It takes a lot for me to want to publicize something done by an alumnus of Duke University (one of my school’s biggest rivals), but the story of Eric Greitens is too amazing to let pass. In particular, the story told in his book, The Heart and the Fist: The Education of a Humanitarian, the Making of a Navy SEAL (Houghton Mifflin Harcourt, 2011).
Greitens was a scholarship student at Duke University, graduating in 1996. If that were not enough, he was selected to be a Rhodes Scholar, studying at Oxford University. If that were not enough, he earned his PhD from Oxford in 2000. If that were not enough, he became a Navy SEAL in 2002. He was deployed four times around the world (Afghanistan, Southeast Asia, Africa, and Iraq), and earned a number of military awards including the Purple Heart and Bronze Star. (There is much more to his biography than this – read the book!)
This unique set of experiences gives Greitens a unique perspective in that he looks at both humanitarian and military service as service on the frontlines in trying to make the world a better place. In fact, compassion and courage, he argues, are two sides of the same coin. It is a (potential?) common ground between the Peace Corps and the Marine Corps. To make a difference, he recognizes, you need to be good and strong. You need both the heart and the fist.
But Greitens is no Pollyanna. Given the reality of the world today, the use of the sword is necessary. But the sword is also imperfect. To protect the innocent, he says, you must be willing to fight. But when you pick up the sword, innocents will suffer. So the hard decisions about it are best made by good people.

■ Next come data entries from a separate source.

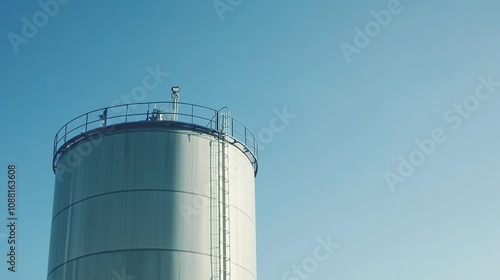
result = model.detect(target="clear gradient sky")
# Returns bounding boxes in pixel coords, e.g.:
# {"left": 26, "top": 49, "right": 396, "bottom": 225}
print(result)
{"left": 1, "top": 0, "right": 500, "bottom": 279}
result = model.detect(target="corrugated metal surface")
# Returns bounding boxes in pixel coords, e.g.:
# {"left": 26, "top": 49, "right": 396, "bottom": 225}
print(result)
{"left": 47, "top": 126, "right": 256, "bottom": 280}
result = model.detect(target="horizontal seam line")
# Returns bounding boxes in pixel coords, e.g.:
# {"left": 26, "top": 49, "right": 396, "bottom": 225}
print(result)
{"left": 47, "top": 248, "right": 256, "bottom": 279}
{"left": 52, "top": 189, "right": 256, "bottom": 226}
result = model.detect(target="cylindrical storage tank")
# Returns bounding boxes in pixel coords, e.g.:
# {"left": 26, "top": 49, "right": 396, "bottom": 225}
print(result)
{"left": 47, "top": 103, "right": 258, "bottom": 280}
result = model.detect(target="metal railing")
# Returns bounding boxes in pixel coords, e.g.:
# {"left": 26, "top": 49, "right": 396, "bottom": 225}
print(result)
{"left": 52, "top": 101, "right": 258, "bottom": 172}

When his military service concluded, Greitens founded The Mission Continues, which “challenges veterans to serve and lead in communities across America.” He also tries to translate his experience into the everyday lives of all Americans. We all have our own frontlines on which we can serve for the good of humanity.
For these efforts, Greitens was named one of the 2013 TIME 100 – Time magazine’s list of the 100 most influential people in the world. The Mission Continues was also featured in a Time magazine cover story on service by military veterans.
With the killing of Osama bin Laden, and more recently the story of Somali pirates who hijacked the Maersk Alabama (“Captain Phillips”), there has been a huge amount of attention directed to Navy SEALS. It almost seems as though there are more books about the SEALS than there are SEALS. But this book is different. It’s as different as Eric Greitens is different and I recommend it to bleeding heart liberals and stony heart libertarians and everyone in between.